As a recent graduate now unemployed, I find myself being told constantly that I do not have the expertise or experience to do the jobs for which I am applying. Thank god then, for the current crisis of rising unemployment among young people and graduates, for it is only here where i find myself able to be both expert and experience! What then, is my expert and insiders view of this current burning political issue? Why can young people not get jobs? Based on my less than scientific sample size of one (i.e. me), these are the possibilities:
1. Saturated job market:
The general economy is, of course, going down the toilet. This means a fair few older people have lost their jobs, and are applying for the same vacancies as those fresh out of school/college/university. In a boom time, graduates and young people have less competition from experiened workers, so are more likely to get that elusive first job. Now, we are coming up against older folk with more experience, better qualifications, and proven ability. The company's doing the hiring are much less keen to take a gamble on an unproved yoof given the unpredictable economic climate, if indeed they are hiring at all!
2. High expectations:
This may only apply to graduates, or indeed only to myself and some of the people I know. We are of a generation who were brought up in relative comfort. Our parents were reasonably successful, and there wasn't an overwhelming worry about money. Consequently, we have tended to, and been encouraged to, pursue careers and courses of study which are enjoyable and satisfying, not just financially rewarding. We've also had access to great education. We want fulfillment from our profession, and not just something to pay the bills. So there is a huge pool of intelligent, balanced individuals all fighting for a small number of interesting and rewarding jobs, where in previous generations many would have taken anything. That the 'anything that pays the bills' category is mainly call centre work may be a factor in keeping the fussy unemployed out of work.

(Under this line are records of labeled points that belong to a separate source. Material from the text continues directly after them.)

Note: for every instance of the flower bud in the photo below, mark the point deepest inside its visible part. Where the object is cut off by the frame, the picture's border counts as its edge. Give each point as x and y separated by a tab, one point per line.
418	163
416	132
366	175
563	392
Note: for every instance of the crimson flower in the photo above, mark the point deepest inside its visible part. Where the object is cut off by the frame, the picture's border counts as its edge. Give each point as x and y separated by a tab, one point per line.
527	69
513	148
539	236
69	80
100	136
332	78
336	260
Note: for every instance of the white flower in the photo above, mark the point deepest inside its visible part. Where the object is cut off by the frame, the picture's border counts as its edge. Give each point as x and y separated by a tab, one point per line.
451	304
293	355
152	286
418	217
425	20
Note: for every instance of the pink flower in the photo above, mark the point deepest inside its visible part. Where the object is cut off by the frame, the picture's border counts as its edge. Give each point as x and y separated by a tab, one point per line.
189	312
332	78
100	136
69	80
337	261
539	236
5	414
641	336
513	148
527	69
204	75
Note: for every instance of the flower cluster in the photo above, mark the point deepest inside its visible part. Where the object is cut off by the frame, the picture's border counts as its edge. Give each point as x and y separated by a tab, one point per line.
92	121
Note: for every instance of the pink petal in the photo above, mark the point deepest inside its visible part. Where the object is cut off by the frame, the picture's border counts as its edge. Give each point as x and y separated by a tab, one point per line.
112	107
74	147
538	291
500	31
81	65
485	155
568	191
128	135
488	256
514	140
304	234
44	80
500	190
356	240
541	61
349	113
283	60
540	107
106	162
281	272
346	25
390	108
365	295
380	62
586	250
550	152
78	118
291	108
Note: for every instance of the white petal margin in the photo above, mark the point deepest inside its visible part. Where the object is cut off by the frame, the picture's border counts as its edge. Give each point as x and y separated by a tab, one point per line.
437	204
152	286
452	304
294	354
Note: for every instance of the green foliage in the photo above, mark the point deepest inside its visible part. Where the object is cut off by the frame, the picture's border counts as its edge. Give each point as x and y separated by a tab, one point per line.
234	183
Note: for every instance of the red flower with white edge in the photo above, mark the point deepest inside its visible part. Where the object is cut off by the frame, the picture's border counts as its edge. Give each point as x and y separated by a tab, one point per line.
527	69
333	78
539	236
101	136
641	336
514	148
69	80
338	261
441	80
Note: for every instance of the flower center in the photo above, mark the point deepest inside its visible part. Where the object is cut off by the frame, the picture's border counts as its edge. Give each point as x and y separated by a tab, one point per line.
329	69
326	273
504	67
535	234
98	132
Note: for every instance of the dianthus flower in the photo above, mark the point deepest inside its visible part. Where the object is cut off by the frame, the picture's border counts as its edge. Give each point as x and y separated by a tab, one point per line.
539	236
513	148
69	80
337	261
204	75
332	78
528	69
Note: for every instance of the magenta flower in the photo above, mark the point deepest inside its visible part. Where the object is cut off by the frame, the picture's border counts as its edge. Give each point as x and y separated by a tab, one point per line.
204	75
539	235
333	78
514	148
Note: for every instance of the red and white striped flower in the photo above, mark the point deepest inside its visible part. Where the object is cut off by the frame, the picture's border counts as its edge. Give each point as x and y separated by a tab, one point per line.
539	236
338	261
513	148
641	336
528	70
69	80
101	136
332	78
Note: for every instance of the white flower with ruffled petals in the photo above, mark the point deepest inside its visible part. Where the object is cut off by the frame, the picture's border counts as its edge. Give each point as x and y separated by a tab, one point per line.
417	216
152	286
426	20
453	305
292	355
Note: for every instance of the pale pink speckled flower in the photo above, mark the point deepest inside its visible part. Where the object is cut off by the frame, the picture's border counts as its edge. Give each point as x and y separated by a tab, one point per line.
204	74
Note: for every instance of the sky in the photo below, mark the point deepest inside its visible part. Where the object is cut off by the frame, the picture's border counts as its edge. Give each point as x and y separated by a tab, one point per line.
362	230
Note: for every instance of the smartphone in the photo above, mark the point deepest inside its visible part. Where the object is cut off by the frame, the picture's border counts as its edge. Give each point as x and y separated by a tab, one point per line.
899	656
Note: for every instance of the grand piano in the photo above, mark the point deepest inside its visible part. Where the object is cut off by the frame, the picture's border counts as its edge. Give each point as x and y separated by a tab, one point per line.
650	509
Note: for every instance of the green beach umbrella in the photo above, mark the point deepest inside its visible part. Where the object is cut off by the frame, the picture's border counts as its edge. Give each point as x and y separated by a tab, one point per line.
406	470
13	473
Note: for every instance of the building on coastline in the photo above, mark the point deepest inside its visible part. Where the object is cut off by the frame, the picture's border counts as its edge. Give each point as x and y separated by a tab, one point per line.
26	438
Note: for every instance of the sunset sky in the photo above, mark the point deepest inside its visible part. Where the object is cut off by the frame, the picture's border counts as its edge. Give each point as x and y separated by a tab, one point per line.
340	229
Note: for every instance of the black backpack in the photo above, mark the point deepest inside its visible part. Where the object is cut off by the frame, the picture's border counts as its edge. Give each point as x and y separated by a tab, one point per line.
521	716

3. Over-qualified, but under-experienced:
I think this is really the major obstacle. I have applied for tons of jobs in offices, doing general dogsbody admin. The requirements are ability to do filing, ability to type and use Microsoft Office, and other fairly simple skills. I have these skills. Its hard to do a degree without having them. But my degree (in International Relations & Politics) doesn't show this so much as my ability to accurately analyse how the organisational dynamics of government has affected immigration disourse or how the concept of Undecidability can be used to build constructive policy within post-modern theory. I got a first for both of them, but employers quite frankly don't give a shit, and why should they? Those are qualifications for a senior policy advisor, not a menial desk clerk. I'm qualified for the job i'll have in twenty years.
Furthermore, there isn't much of a structure for converting these skills into tradeable qualities. When i went to the job centree and inquired into their training schemes to give me something to put on my CV, the and nothing. The courses they offer are how to write a CV, how to search for jobs on the internet, how to tie your shoelaces etc. Nothing to help me stand out.
What links all these points is a looming chasm between what the world was meant to look like and how it actually looks. Kids have been educated and trained for a burgeoning international economy where highly trained individuals are in great demand for satisfying, important jobs. Instead, we have an inward looking, shrinking economy where no one wants to take risks and opportunities are scarce. We, the yoof, are the ones caught in the middle as this chasm opens, and if we're not careful, we're not going to be able to climb out.